The eight experts would launch the process of “actual disablement” at the key Yongbyon nuclear complex, the source of bomb-grade plutonium for North Korea, which conducted its first atomic weapons test exactly a year ago, officials said.
The experts are expected to reach Pyongyang on Thursday after a stopover in Beijing.
They would stay in North Korea for about a week before another team takes over in a “baton pass,” said Sean McCormack, the State Department spokesman.
North Korea agreed last week to disable by December 31 the main plutonium producing reactor at Yongbyon and two other key nuclear facilities at the complex, which were shut down in July in the first phase of a February six-party agreement.
The United States, a nuclear weapons state, will lead the disablement drive as Pyongyang makes a full declaration of its nuclear network under the deal clinched by China, the United States, Russia, the two Koreas and Japan.

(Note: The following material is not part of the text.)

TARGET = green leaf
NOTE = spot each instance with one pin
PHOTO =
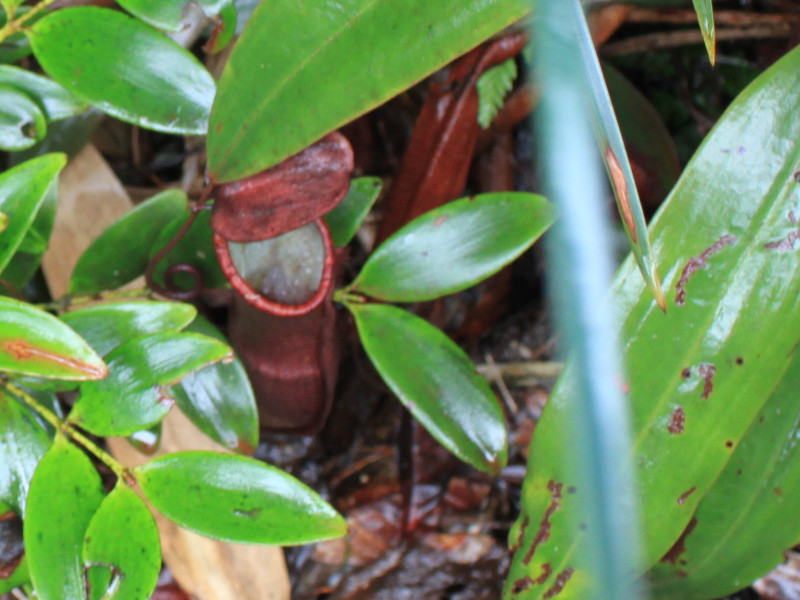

North Korea was promised energy aid as well as diplomatic and security guarantees if it disbands its nuclear weapons drive.
The United States is taking great pains to ensure that North Korea sticks to its plan to declare and disable its nuclear program and eventually dismantle it and surrender all the atomic material.
North Korea previously shut down the Yongbyon reactor under a 1994 agreement clinched during the administration of then president Bill Clinton, but it withdrew from the pact after the Bush administration in 2002 accused it of developing a secret uranium enrichment program.
The North responded by throwing out weapons inspectors, leaving the nuclear Non Proliferation Treaty (NPT) and resuming its atomic activities.
“We don't want a situation like in 2002 … (when) they were able to turn the plant back on in two months time,” said Christopher Hill, the US pointman for the six-party talks, pointing out that there was no disablement then.
“We need many more months and ideally, I'd like to see, you know, around 12 months,” Hill said.
He said the disablement process would “make it difficult” for North Korea to restart its nuclear activities.
“You can take certain components out of the facilities and, for example, take things out of a reactor such that they are not so easy to just put back into the reactor,” he said.
“For example, if you took a battery out of a car and just left the battery next to the car, that would not be real disablement because you could just put the battery right back in the car.
“But let's say you put the battery somewhere else or let's say it's the only battery in town and the battery is disabled slightly on its own, then it becomes more difficult to do,” he said.